Сиплый бросил на меня испепеляющий взгляд, поскакал вокруг трупа, но, так и не придумав способа уберечь тело товарища от переработки в собачий кал, пошкандыбал следом.
– Все же что-то здесь не так, – заключил он, когда мы в конце аллеи свернули налево, возле развалин собора, не доходя метров пятидесяти до покосившихся кованых ворот парка на противоположной стороне забитой машинами улицы. – Не вяжется.
– Поясни.
– Если б Ткач планировал нас кинуть, то зачем он тротил отдал Гейгеру? Мало ли какая случайность, и тю-тю героинчик.
– Не вижу ничего удивительного. Люди склонны к пересмотру планов и взглядов на жизнь. Тем более я сам предложил ему избавиться от лишних ртов.
– Что?!
– Ну, немного в другом составе, конечно. Не переживай, тебя из списка пайщиков исключать не собирались. А вот Гейгера – да, вместе с Балаганом. Но Ткач, похоже, скорректировал предложенный мною вариант.
– Вот суки, все вы, до одного.
– Не надо из себя целку строить, Сиплый. Никто в здравом рассудке не станет делить на пять, когда можно поделить на два.
– Или не делить совсем, – прищурился медик.
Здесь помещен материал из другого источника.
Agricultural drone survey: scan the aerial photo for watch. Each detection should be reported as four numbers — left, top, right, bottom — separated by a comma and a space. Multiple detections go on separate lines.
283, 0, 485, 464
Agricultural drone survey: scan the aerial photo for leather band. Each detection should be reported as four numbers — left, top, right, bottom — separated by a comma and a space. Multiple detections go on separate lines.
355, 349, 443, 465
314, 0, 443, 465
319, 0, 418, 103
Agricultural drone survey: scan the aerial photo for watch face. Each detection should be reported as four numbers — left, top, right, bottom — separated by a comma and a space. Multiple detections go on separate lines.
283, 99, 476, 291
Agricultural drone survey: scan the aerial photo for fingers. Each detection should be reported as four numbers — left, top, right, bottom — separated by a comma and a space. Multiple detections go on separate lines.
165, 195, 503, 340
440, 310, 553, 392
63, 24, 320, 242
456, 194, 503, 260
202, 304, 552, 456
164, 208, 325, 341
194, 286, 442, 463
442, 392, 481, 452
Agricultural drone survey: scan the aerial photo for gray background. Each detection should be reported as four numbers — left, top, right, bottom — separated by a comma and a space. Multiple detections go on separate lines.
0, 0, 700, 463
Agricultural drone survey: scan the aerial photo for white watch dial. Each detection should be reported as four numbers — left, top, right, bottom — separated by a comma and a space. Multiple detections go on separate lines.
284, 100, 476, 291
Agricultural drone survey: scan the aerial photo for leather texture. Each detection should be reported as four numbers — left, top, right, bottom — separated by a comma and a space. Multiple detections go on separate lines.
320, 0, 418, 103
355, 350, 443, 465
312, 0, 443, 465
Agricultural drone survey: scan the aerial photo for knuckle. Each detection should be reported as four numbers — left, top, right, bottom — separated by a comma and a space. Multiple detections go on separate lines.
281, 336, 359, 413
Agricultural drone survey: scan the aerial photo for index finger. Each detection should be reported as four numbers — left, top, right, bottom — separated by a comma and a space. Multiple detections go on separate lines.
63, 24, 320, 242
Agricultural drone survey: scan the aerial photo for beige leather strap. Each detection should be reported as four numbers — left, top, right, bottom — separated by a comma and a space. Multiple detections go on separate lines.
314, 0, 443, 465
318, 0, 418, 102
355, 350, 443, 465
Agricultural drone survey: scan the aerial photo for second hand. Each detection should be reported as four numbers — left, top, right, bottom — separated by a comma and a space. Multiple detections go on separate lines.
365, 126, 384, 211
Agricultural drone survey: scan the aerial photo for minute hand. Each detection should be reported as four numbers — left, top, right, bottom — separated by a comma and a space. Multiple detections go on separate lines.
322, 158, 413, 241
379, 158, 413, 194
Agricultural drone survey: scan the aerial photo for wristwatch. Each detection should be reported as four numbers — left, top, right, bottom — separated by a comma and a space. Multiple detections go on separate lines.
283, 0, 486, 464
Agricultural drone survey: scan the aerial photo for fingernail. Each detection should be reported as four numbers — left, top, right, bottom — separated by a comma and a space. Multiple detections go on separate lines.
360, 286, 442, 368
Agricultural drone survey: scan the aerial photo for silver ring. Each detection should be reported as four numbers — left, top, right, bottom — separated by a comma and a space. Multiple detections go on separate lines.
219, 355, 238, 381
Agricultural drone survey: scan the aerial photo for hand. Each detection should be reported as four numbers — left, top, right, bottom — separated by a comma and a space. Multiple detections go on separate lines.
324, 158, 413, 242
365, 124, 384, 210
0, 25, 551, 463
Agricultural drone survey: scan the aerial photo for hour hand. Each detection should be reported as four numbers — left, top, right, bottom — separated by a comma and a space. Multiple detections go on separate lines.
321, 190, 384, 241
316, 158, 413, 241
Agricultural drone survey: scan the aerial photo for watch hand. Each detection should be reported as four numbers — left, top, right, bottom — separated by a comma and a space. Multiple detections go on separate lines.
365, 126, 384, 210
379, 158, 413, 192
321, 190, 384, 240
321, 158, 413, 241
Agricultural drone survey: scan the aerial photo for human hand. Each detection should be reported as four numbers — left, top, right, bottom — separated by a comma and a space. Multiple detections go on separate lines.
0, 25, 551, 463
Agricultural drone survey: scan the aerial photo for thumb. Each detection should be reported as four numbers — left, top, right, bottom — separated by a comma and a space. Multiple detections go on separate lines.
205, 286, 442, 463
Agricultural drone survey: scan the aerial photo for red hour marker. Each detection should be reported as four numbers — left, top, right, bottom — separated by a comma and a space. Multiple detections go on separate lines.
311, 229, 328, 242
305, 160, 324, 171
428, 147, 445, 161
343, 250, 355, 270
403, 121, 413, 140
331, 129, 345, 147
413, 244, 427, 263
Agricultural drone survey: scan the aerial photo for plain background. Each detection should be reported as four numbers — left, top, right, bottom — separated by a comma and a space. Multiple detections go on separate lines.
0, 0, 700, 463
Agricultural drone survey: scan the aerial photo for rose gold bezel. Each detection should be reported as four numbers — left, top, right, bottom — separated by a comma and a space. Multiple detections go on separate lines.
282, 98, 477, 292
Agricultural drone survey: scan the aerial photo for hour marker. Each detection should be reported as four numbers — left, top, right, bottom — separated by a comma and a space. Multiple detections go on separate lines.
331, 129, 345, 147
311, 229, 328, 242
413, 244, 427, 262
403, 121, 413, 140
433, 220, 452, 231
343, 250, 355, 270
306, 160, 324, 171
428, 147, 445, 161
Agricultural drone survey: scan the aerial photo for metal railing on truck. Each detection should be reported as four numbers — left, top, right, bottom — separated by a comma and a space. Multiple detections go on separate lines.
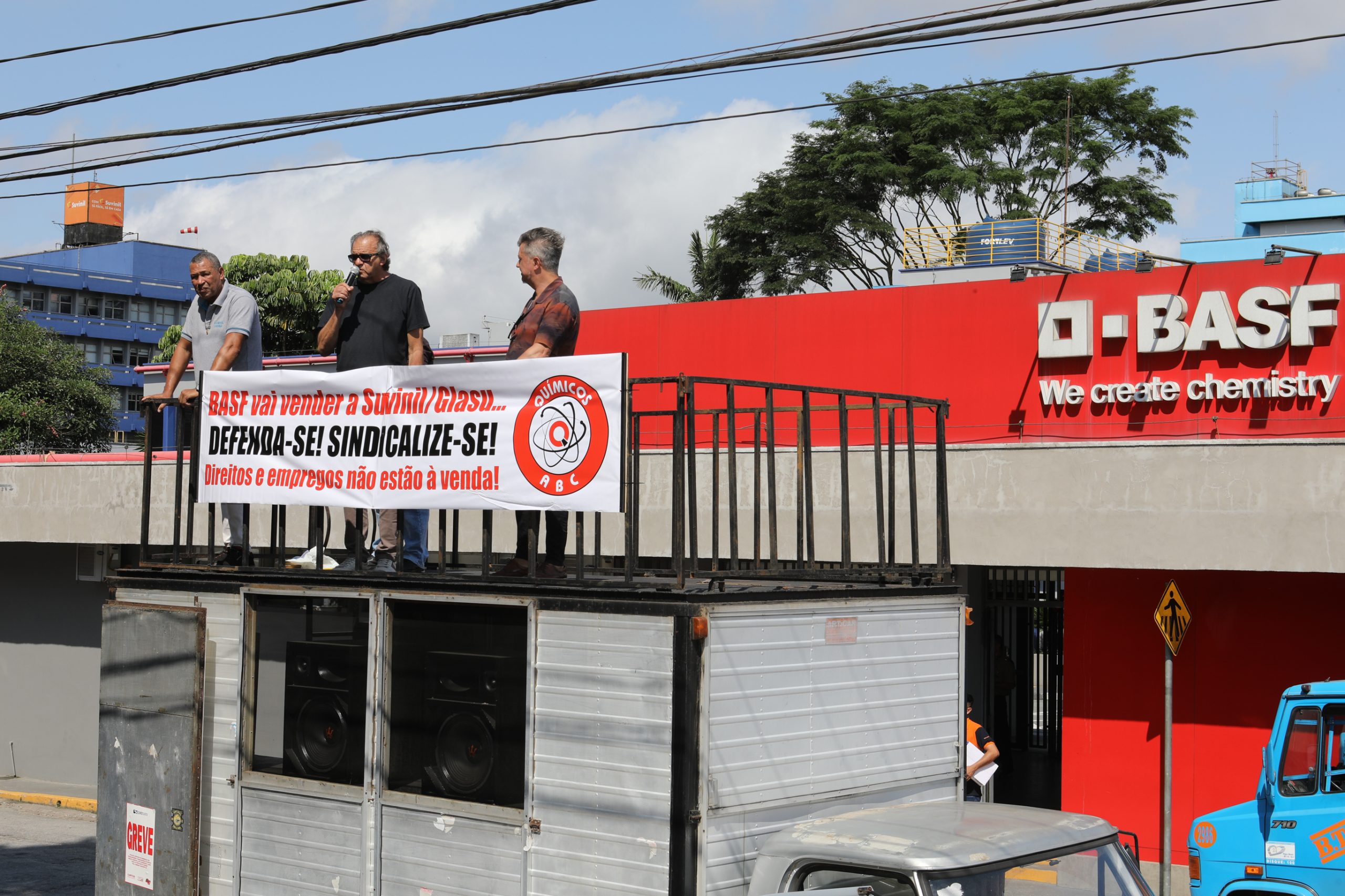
137, 376, 951, 589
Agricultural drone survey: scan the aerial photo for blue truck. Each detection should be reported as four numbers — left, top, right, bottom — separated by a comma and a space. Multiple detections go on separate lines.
1186, 681, 1345, 896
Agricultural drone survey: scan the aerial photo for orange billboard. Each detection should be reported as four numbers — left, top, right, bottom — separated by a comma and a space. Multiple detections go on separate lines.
66, 183, 127, 227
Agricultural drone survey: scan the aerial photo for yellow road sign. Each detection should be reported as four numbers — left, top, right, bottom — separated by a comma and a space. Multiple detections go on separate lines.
1154, 580, 1191, 657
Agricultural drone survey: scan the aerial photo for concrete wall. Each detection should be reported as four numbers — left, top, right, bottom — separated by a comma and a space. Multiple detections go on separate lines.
0, 542, 108, 784
0, 440, 1345, 572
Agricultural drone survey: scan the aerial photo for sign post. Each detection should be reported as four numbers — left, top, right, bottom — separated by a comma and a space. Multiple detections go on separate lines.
1136, 580, 1191, 896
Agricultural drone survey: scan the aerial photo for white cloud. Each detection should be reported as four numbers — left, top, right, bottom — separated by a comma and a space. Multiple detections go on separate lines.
134, 97, 805, 341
– Расслабься, я редко убиваю друзей, особенно полезных.
– Да уж…
– Тихо! Вниз!
Мы присели, скрывшись за кустами и остатками кирпичного забора, некогда отгораживавшего собор от нерадивой паствы.
– Что там? – прошептал Сиплый, прилипнув щекой к прикладу.
– На полдвенадцатого. Третий этаж.
– Ничего не вижу.
– Я тоже. Зато слышу.
В руинах, через дорогу, кто-то скрипел зубами и стонал, негромко, но вполне различимо.
– Слышишь?!
Вдруг стоны смолкли, и через мгновение лязгнул металл.
– Ложись!
Пулеметная очередь превратила кирпич в пыль, осевшую нам на спины. Промедли я секунду, и она припорошила бы расплесканные по земле мозги.
– Балаган, сука! – заорал медик, поспешно стряхивая с себя белое крошево. – Потроха тебе в узел завяжу!!!
– Сиплый?! – раздалось с противоположной стороны.
– Смотри-ка, не ждал, – заметил я, отползая в сторонку. – Продолжай базарить. Меня не упоминай.
– Ты что творишь?! Совсем охуел?! – прислушался к совету медик.
– Я думал… это Ткач! – ответил Балаган не особо бодрым голосом. – Сиплый, черт, помоги! Мне хреново!